By Jonathan Underhill
New Zealand government bonds may struggle to extend their rally this year after the nation’s remoteness from Europe’s debt woes helped drive yields to record lows in 2011.
The yield on 10-year government bonds was recently at 3.84 percent. It reached an all-time low of 3.76 percent last month, rounding out a year in which the benchmark bond shed about 2 percentage points.
“It’s very hard to see bonds making big gains in 2012,” said Mark Brown, director, fixed income portfolio management at Harbour Asset Management.”With yields already very low, it’s mathematically very hard to generate strong returns.”
New Zealand has no government bonds coming due this year. By contrast, the Group of Seven largest nations plus Brazil, Russia, India and China will be looking to refinance US$7.6 trillion bonds in 2012, up from $7.4 trillion a year ago, according to Bloomberg data.
Borrowing costs are likely to rise in the face of actual and threatened credit rating downgrades in the US and Europe. Still, many central banks will be keeping interest rates low for the foreseeable future.
“Global monetary policy is going to stay easy,” Brown said. Low central bank rates will have the effect of “anchoring yield curves” and reducing the scope for a large rise in long-term bond yields.
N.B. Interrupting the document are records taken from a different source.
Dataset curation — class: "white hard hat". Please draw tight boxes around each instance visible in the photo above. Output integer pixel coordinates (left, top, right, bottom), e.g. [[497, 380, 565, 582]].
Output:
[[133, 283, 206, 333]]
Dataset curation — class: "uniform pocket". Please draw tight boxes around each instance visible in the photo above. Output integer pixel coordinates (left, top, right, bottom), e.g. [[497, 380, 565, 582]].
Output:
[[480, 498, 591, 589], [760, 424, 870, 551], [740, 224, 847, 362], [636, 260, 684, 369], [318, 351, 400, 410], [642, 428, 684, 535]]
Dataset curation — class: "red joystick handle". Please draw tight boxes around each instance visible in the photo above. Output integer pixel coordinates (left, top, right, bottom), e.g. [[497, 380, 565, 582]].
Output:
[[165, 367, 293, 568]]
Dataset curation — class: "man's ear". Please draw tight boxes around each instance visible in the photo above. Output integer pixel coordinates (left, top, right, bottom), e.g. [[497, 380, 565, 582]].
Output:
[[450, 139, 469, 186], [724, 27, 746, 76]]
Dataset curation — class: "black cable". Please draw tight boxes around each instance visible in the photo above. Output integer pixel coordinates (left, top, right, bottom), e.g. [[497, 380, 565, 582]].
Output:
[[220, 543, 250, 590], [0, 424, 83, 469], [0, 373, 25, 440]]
US 10-year Treasuries bottomed out at a yield of 1.67 percent in late September and were recently at about 1.9 percent, having declined almost 190 basis points in 2011.
America’s government bonds have benefitted from their ‘safe haven’ appeal, with the greenback still regarded as the world’s reserve currency.
That’s trumped concerns about economic challenges within the US, including ballooning fiscal deficits, low growth, high unemployment and growing government debt, Brown says.
In 2012 “we will continue to see weak global growth, stress in Europe and the geopolitical pressures in the Middle East and Europe continuing,” he said. “That may mean that bond yields stay low in places like the US, despite the supply of bonds coming to market.”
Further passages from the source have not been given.